A pesar de los esfuerzos, un futuro rural sigue siendo una apuesta vertiginosa para muchos chicos jóvenes, que emigran a lugares urbanos en búsqueda de otras oportunidades. No es algo de ahora. Ya viene sucediendo hace años. “Hay que buscar la forma de resistir,  no solamente subsistir”, dice Gutierrez. 

Sin embargo, las semillas de La Chicharra están por todos lados. En el jardín de Yanina Gutierrez, por ejemplo, crecen mangos, maracuyá, limones, quinotos y tomate. Yanina fue presidenta barrial en la zona que se llama Arco Iris, en Goya, cerca de la radio. Como tal, gestionaba reclamos de sus vecinos en el municipio. Se volvió esa referente con herramientas que le aportó la asociación civil de la radio. Participó en la escuela de género, liderada por Coria y Fernández, que abordó temas que siguen latentes hoy, como la diversidad sexual y la violencia de género. También hizo reportajes para programas de radio sobre las problemáticas de su barrio. Informaba sobre un comedor que ella operaba, y vio cómo sirvió de modelo para otras comunidades. Pero el merendero de Yanina que alimentaba a 100 niños no funciona más. “No podes comprar un paquete de leche porque no te alcanza”, dice. Su propia huerta es menos sostenible por el precio de las semillas. Ahora, algo de su pequeño terreno lo usa para criar cerdos, que rinden más. 

“A mí lo que más me gusta de la radio es que da espacio”, dice, sentada en una silla de lona pliegable en su fondo, aceptando un mate que ceba Migueles. “Si le sabés sacar provecho te sirve un montón. Porque esto es popular. Es algo tan lindo. Está abierto para el tema que quieras tocar”, apunta.  

Coria formó parte del equipo que convirtió la escuela popular en un espacio  itinerante, llevando las políticas públicas a los barrios periféricos, como en el que vive Yanina, y a los parajes, como en el que vive Ojeda. 

“Para mí fue un proyecto muy enriquecedor”, dijo Coria, docente. “Con cada una siempre era trabajar con las particularidades del lugar, que tiene cada una de las personas.

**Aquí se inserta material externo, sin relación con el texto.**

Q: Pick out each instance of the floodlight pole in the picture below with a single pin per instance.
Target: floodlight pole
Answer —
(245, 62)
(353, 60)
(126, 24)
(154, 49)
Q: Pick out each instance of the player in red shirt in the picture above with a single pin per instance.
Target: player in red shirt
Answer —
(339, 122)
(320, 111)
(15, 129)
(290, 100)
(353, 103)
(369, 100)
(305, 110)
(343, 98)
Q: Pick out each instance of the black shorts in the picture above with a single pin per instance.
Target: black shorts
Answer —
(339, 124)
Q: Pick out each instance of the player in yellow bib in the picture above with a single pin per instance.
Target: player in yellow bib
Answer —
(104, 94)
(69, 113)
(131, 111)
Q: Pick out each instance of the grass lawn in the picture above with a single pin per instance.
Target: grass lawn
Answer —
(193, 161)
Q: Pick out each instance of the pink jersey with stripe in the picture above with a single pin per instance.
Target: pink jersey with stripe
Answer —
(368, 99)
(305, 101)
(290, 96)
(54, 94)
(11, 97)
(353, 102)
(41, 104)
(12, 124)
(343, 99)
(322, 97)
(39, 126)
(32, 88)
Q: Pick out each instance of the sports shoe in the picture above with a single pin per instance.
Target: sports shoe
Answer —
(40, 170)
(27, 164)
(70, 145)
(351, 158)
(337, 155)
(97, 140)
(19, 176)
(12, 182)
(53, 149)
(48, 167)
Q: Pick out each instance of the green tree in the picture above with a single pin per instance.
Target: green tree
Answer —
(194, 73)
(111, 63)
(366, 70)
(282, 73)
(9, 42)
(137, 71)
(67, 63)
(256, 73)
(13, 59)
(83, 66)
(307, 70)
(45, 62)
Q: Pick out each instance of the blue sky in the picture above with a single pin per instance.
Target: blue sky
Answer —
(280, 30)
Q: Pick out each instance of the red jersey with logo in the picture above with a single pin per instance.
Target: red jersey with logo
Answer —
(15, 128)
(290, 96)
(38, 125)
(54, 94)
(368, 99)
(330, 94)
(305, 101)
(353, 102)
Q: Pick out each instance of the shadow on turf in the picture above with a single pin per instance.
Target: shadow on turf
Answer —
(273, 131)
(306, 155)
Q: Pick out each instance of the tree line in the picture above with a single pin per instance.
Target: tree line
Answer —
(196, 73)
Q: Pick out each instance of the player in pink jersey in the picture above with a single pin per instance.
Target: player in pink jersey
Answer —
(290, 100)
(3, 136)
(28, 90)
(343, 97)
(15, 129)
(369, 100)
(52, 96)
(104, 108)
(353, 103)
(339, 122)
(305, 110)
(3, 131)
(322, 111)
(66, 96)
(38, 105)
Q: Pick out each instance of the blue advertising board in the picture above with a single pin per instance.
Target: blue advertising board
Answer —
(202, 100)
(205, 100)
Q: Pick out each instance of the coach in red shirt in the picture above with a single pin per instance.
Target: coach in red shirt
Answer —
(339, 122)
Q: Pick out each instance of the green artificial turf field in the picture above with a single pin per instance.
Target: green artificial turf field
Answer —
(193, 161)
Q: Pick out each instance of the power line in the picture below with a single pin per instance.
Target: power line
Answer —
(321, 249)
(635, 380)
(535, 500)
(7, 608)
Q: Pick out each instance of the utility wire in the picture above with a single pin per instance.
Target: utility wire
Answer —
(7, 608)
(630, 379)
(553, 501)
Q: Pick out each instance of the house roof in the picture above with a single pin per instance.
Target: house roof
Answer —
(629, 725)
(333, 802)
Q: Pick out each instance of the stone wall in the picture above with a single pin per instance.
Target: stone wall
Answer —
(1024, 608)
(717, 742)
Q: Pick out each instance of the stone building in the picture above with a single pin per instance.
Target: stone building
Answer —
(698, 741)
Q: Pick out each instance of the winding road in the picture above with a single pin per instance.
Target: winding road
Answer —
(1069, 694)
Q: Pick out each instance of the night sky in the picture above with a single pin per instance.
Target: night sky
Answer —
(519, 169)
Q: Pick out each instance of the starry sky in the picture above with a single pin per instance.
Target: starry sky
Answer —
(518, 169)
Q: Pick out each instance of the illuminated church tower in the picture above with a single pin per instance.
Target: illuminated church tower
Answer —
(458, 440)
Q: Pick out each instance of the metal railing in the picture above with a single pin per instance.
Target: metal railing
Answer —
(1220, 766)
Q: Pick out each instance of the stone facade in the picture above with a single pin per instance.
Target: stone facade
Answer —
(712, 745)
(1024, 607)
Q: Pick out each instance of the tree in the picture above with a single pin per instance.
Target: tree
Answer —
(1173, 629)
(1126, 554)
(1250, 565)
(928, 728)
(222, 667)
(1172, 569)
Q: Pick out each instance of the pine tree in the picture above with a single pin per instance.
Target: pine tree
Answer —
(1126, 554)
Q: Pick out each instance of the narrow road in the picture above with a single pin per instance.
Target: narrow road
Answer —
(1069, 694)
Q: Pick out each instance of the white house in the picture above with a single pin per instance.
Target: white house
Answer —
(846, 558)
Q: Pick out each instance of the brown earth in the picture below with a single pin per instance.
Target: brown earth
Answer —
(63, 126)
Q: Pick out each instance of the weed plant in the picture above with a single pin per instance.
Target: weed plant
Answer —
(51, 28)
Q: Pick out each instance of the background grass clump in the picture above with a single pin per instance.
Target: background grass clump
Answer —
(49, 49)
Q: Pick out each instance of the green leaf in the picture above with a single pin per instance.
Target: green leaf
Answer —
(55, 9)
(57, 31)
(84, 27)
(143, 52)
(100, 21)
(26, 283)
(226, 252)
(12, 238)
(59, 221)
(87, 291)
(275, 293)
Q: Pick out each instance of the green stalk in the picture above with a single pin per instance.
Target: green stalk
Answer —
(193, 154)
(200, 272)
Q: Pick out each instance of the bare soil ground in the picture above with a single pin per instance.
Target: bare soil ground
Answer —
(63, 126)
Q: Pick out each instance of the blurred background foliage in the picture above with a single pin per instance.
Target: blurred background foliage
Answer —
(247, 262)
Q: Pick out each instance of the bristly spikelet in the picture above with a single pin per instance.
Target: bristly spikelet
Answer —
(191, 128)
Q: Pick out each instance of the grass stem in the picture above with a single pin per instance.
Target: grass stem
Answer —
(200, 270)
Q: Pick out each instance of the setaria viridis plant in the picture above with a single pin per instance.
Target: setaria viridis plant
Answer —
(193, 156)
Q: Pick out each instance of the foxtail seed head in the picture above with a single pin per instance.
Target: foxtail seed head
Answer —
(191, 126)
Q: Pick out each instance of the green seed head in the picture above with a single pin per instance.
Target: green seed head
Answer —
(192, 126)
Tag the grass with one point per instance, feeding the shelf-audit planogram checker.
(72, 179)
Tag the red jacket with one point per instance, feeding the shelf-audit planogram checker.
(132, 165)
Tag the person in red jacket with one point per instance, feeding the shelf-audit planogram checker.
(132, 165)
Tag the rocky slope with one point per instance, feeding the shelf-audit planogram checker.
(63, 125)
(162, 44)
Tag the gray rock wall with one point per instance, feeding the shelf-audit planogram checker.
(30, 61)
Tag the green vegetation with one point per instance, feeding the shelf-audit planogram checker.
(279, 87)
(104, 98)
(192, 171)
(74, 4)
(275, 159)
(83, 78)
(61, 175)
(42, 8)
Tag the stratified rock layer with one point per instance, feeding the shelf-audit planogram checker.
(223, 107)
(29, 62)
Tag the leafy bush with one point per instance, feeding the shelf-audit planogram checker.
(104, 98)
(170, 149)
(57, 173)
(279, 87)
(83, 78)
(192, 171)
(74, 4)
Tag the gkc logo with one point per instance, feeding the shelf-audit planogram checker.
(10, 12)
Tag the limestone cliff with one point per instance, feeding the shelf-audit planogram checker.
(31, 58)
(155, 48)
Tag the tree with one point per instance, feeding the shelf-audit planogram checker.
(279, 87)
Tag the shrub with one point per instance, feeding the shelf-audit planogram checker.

El saber que puede tener una y poder compartirla con otro, es lo mejor que uno puede hacer.” 

Coria, quien se encuentra ahora fuera de Argentina por trabajo porque se volvió muy difícil encontrar un empleo fijo en Goya, nota que los espacios colectivos se han vuelto aún más necesarios en este contexto. Se asombra del nivel de cambio –que un proyecto pequeño de una escuela popular de género ya no cuenta más con fondos estatales para operar.

“Todo parece que se tornó oscuro, sombrío, no se sabe si realmente uno puede seguir hablando de estos temas con total libertad”, nota. “Más allá de que somos las que siempre estamos levantando las banderas de estos temas, por ahi salir afuera ya… no sé. Hasta me animo decir que en Goya mismo, hoy por hoy, hacen ruido algunas cuestiones porque no hay un apoyo del Estado”, dice. “Uno también se siente desprotegido por parte del Estado.” 

De vuelta en La Chicharra, bajo una cita plasmada en la pared de Rodolfo Walsh –“El terror se basa en la incomunicación. Rompa el aislamiento”– Migueles revuelve los cajones. “Parece que estamos muy pobres. No hay un triste birome”, comenta. Pero lo que falta en recursos desborda en compromiso, eso aprendimos trazando el camino de una pequeña radio que empezó bajo el lema “sembramos palabras, cosechamos derechos.” 

“Es una forma de sostenerse en tiempos difíciles”, agrega Fernández. “Y tiempos de vientos a favor, aumentarse y crear más”.